The UKMLA Applied Knowledge Test is new, and that creates a problem for anyone searching for its pass rate: the clean national figure many candidates expect does not yet exist in public. What we do have is the structure of the exam, the way the standard is set, and useful proxies from PLAB 1 and UK finals. This guide separates what is known from what is not, and explains what it means for your preparation. This is a fast-moving area — confirm current details with the GMC and the Medical Schools Council.
Is there a published UKMLA AKT pass rate?
Not in the way there is for older exams. The AKT became a requirement for UK graduates from 2025 and, for international graduates, the PLAB 1 route has been aligned to the MLA content map since August 2024. Comprehensive, official MLA pass-rate data is not yet publicly available, and the GMC has signalled that the UKMLA may show lower pass rates initially, reflecting its higher standards. So rather than a single headline number, the honest answer is a set of reference points. That uncertainty is itself worth understanding: anyone quoting you a precise UKMLA AKT pass rate is almost certainly extrapolating from PLAB or finals data rather than citing a published national figure, so treat confident percentages with caution.
The proxies that do exist
Two are informative. For UK medical students, the AKT is, in effect, written finals: pass rates for UK finals have historically been high — commonly cited around 80 to 90% or more — reflecting five years of curriculum built towards this standard, with most students passing on their first attempt. International graduates sit the same standard by a different route, so the two proxies bracket the likely picture: comfortably high for well-prepared UK finalists, more variable for the IMG cohort during the transition to the new format. For international graduates, the PLAB 1 route is the closest guide: historically in the region of 55 to 75% depending on the sitting, with post-alignment sittings reported at the lower end during the transition before stabilising as candidates and resources adapted. The takeaway is that the AKT is demanding but not designed to fail most people; preparation quality is the main variable.
How the standard is set
The UKMLA is pass/fail and is not used for national ranking. The AKT is delivered as two papers of 100 single-best-answer questions, each with a two-hour limit, drawn from the GMC's MLA content map. The pass mark is criterion-referenced — set against a defined standard using methods such as Angoff rather than a fixed percentage — so it reflects what a safe new doctor should know rather than a quota of passes. Scores are provided, but they do not feed Foundation Programme ranking, and you must pass both the AKT and the practical CPSA to complete the UKMLA.

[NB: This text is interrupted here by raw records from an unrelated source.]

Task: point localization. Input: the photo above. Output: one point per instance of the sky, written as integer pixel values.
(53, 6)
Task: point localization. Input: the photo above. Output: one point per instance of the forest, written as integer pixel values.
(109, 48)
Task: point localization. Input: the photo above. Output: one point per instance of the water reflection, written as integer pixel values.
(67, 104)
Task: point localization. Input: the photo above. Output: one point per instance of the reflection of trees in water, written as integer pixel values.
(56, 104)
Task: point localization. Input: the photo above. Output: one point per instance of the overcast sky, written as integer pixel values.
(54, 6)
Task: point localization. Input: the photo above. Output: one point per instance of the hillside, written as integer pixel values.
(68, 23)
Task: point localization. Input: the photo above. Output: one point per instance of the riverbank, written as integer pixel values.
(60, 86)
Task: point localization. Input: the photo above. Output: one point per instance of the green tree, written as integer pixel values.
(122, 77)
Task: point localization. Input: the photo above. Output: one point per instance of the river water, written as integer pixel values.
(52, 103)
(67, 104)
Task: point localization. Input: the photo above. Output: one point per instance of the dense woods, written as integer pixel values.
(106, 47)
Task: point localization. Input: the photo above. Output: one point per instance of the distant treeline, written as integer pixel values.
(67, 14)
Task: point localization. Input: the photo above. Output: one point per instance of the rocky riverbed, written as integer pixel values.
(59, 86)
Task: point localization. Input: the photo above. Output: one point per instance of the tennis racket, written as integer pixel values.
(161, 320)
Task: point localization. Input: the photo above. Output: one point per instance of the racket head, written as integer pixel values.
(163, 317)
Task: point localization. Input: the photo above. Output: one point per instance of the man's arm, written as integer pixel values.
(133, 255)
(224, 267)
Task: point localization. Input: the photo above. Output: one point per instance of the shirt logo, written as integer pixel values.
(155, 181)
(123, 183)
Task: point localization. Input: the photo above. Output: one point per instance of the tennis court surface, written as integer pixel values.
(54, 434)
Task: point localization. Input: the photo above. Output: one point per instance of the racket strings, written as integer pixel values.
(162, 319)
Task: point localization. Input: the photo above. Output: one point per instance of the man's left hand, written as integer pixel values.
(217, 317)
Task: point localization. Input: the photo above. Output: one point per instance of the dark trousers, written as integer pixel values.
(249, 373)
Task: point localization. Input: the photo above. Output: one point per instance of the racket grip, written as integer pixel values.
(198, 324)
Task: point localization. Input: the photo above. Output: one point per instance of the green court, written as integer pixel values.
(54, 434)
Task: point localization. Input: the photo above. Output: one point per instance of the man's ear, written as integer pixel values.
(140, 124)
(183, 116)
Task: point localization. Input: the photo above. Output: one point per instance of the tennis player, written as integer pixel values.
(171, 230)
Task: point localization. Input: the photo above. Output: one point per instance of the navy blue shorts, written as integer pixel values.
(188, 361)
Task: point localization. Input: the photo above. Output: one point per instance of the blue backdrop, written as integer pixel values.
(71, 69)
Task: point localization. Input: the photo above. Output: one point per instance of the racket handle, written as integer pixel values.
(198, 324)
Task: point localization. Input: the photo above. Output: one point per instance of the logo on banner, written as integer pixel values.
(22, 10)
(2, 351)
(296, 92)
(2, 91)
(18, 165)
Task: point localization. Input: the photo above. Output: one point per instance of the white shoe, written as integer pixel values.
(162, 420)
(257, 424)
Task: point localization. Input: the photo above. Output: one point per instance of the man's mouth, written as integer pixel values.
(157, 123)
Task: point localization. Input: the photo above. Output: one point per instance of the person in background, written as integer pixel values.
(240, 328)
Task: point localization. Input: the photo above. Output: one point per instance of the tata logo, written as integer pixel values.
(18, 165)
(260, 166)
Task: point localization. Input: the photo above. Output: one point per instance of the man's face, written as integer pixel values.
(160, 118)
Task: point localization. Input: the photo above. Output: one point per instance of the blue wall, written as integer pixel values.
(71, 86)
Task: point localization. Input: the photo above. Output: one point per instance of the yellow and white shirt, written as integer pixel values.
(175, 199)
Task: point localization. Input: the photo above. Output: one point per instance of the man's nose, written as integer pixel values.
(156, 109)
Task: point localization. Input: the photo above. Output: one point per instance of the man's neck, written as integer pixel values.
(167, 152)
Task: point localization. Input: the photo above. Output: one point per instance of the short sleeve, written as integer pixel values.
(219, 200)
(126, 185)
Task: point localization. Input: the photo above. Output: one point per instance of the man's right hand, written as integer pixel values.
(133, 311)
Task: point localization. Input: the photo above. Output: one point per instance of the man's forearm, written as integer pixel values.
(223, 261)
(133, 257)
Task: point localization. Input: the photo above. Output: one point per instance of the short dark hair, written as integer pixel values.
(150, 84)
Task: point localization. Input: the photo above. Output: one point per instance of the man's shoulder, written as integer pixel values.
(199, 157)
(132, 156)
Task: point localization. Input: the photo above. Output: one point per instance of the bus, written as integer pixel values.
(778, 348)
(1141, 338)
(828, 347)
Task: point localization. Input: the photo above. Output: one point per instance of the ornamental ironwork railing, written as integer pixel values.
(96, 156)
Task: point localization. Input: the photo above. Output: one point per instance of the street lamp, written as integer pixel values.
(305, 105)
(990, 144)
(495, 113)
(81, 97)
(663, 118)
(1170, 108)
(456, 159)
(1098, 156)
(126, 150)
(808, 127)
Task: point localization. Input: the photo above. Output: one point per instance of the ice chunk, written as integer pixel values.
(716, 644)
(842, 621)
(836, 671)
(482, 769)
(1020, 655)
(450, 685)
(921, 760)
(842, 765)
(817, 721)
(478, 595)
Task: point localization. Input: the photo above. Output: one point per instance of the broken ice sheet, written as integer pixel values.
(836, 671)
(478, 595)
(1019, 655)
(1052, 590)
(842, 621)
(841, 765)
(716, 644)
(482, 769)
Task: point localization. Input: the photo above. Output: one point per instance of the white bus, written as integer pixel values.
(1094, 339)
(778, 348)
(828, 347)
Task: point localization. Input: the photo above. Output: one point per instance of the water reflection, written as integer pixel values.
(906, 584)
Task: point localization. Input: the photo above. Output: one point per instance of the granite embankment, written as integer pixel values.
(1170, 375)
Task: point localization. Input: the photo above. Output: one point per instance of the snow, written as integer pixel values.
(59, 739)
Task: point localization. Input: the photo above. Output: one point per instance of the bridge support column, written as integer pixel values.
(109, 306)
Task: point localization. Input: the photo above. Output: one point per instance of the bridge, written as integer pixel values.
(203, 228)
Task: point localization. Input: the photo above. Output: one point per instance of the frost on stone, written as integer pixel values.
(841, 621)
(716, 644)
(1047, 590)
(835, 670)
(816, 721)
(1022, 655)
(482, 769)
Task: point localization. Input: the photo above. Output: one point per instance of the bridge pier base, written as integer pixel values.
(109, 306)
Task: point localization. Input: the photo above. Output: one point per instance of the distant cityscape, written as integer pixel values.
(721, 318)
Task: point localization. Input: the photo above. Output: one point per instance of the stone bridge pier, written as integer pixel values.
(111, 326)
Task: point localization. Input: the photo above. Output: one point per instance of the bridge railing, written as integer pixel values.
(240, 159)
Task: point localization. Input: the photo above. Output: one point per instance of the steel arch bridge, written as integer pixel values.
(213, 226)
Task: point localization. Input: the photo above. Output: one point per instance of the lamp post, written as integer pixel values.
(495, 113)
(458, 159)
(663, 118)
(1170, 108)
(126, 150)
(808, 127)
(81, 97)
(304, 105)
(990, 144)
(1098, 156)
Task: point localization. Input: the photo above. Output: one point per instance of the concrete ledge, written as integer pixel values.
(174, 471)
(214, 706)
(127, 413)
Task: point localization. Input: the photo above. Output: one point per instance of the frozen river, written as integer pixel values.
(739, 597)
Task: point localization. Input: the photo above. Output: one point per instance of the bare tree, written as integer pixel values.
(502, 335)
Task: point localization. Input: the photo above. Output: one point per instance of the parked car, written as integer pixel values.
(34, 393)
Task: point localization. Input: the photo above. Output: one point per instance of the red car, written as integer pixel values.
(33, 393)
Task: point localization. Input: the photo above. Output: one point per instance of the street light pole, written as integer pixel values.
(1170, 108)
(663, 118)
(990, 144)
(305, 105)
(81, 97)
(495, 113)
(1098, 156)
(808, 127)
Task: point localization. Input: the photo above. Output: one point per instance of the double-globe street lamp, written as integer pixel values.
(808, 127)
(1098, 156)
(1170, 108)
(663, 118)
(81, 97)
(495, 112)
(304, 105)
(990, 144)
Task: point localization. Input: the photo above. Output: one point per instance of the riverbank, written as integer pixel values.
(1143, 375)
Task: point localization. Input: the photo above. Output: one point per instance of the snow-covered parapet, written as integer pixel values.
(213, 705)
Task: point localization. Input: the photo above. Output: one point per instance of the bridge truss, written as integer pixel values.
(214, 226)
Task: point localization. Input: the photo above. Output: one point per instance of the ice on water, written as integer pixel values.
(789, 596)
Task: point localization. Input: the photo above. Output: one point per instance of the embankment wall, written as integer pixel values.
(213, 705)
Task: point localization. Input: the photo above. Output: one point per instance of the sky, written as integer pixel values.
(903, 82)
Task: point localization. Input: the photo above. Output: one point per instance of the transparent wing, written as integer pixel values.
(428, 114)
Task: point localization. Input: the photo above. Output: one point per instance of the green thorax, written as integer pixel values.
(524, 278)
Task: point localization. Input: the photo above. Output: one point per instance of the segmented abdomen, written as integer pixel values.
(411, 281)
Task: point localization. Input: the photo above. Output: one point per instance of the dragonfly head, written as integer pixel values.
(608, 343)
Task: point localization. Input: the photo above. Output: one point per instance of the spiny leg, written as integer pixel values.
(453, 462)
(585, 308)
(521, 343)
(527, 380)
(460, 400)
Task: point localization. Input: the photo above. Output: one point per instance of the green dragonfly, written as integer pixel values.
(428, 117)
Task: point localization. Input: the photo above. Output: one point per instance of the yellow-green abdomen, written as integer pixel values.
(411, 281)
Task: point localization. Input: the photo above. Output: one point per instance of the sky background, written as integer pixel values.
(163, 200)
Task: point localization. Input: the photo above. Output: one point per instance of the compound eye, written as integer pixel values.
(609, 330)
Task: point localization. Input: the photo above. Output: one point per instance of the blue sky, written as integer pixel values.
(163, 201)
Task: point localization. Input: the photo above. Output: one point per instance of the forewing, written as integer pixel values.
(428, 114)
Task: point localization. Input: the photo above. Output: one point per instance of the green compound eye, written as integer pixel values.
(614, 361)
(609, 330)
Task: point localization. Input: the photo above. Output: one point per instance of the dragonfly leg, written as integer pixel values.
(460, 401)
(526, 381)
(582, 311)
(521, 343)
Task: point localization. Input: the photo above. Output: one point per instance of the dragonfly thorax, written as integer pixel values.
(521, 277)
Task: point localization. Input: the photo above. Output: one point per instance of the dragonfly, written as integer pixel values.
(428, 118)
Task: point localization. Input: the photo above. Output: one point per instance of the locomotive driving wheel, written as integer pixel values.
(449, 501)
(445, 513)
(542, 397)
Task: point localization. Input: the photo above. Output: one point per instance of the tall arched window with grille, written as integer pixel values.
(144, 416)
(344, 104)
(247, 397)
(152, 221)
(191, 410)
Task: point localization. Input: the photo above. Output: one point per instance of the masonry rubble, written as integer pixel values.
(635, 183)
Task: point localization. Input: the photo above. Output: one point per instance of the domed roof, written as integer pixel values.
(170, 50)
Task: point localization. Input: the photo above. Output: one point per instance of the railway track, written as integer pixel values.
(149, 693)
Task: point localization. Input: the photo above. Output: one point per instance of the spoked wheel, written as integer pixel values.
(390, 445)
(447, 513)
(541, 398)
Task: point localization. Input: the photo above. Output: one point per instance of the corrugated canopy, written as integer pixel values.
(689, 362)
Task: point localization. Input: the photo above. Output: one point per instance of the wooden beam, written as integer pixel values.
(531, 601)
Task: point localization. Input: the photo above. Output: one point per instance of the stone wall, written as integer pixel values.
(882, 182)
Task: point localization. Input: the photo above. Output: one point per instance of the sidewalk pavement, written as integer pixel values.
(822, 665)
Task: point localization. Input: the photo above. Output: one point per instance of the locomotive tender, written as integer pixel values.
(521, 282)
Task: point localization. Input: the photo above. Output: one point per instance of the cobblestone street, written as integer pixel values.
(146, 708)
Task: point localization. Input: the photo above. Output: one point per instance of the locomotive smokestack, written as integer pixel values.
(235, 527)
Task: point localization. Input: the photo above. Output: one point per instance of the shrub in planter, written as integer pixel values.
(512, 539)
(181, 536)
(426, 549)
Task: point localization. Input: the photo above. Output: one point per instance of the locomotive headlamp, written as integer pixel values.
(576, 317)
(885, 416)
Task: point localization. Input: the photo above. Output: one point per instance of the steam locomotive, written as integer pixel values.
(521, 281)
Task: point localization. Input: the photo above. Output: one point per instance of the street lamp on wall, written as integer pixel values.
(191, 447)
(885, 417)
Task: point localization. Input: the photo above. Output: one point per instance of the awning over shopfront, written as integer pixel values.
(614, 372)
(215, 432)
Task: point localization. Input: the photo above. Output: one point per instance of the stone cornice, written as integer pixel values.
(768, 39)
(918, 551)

Why the AKT is challenging
The difficulty is less about obscurity and more about breadth and reasoning. The content map is detailed and wide, covering conditions and presentations across every major specialty plus ethics, professionalism and clinical sciences, with a substantial primary-care weighting. The questions favour applying knowledge to a clinical scenario over recalling facts, and the ethics and professionalism strand is a common blind spot for candidates who focus only on clinical medicine. For international graduates, the added challenge is UK-specific practice: management that follows NICE and CKS rather than the sequences taught elsewhere. The breadth is the real test: because the content map is deliberately comprehensive, the candidates who come unstuck are usually those with a few neglected areas rather than those who are weak across the board, which is why finding and fixing specific gaps matters more than general revision.
How to give yourself the best chance
The candidates who pass comfortably share a pattern: they work from the MLA content map rather than a generic finals syllabus, they practise clinical reasoning rather than memorising, and they verify management against current UK guidance. They also do not delay out of pass-rate anxiety — because the standard is criterion-referenced, sitting when genuinely prepared matters more than waiting for a supposedly easier diet.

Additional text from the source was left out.